There have been studies which link the level of a mother’s bonding with her child after birth to the amount of engagement with her pregnancy and the thoughts she has around it and what the baby will be like once born[3]. Benoit, Parker and Zeanah[4] linked this to the security of attachment the baby has to its parents in the first year of life. Antenatal classes encourage the mother to focus on her baby, creating a peaceful bond between them and soothing anxieties that they may not develop a strong bond. Antenatal teachers aim to anchor these bonding moments through techniques used in pregnancy which baby will recognise and be soothed by once born. Classes are spaces within which mothers can reflect on their pregnancy and learn to prepare for the future; this has substantial benefits for her emotional balance.

It is not unusual for a pregnant woman to experience feelings of stress, anxiety or depression; often this is from the usual worries and concerns a woman has when embarking on a pregnancy as seen previously, and it is important that we encourage women to let these worries go. Creating balance and harmony in her mind has a knock-on effect on her body; there are a number of studies which show various physical responses to anxiety and stress hormones in the pregnant body including reducing oxygen and calorie intake to the baby, maternal cortisol crossing the placenta and restricting foetal brain growth, growth delays, reduced levels of serotonin, reduced ‘quiet and active alert states’ when born and increased risk of hyperactivity in the long-term[7]. As Gaskin alludes to, when the mind is steadied the body can open for birth[8] and it is our aim to equip each mother with the tools to help balance her mind as well as her body.

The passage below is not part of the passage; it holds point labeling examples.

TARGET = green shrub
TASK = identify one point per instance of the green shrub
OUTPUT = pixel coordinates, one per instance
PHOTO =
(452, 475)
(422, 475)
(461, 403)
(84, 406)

[1] Cowan, C.P.P. and Cowan, P.A. (1993) When partners become parents: The big life change for couples. New York: Basic Books.

[2] Grantly, D.-R. (2006) Childbirth without fear the principles and practice of natural childbirth. London: Pollinger in Print, United Kingdom.

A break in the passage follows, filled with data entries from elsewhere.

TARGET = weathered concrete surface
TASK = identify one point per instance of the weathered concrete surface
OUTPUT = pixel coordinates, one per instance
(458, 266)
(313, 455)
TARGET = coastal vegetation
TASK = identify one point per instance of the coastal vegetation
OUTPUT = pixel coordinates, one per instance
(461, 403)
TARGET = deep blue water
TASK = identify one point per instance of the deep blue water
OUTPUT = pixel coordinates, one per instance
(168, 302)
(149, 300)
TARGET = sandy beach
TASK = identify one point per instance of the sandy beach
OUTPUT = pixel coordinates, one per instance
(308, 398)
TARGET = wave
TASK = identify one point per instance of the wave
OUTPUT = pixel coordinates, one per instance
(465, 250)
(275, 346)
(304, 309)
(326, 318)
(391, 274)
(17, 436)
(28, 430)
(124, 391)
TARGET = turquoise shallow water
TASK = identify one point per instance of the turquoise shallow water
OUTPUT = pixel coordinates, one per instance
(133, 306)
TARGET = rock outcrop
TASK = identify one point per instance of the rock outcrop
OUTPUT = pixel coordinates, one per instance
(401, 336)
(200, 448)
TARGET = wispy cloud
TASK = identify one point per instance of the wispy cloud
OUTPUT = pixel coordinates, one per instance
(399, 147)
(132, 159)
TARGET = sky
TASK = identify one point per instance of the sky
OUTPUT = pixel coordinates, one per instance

[3] http://www.refuge.org.uk/get-help-now/what-is-domestic-violence/domestic-violence-and-pregnancy/

[4] Dex, S and Joshi, H (2005) Children of the 21st Century: From Birth to Nine Months. Bristol: Policy Press

[5] Stern D (1985) The Interpersonal World of the Infant. London: Karnac Books

[6] Benoit D, Parker K and Zeanah C (1997) Mother’s representations of their infants assessed pre-natally: Stability and association with infants’ attachment classifications. Journal of Child Psychology, Psychiatry, and Allied Disciplines

[7]https://www.rc.org.uk/sites/default/files/Emotional%Wellbeng_Guide_WEB.pdf

[8] Gaskin, I.M. (2003) Ina May’s guide to childbirth. New York: Random House Publishing Group.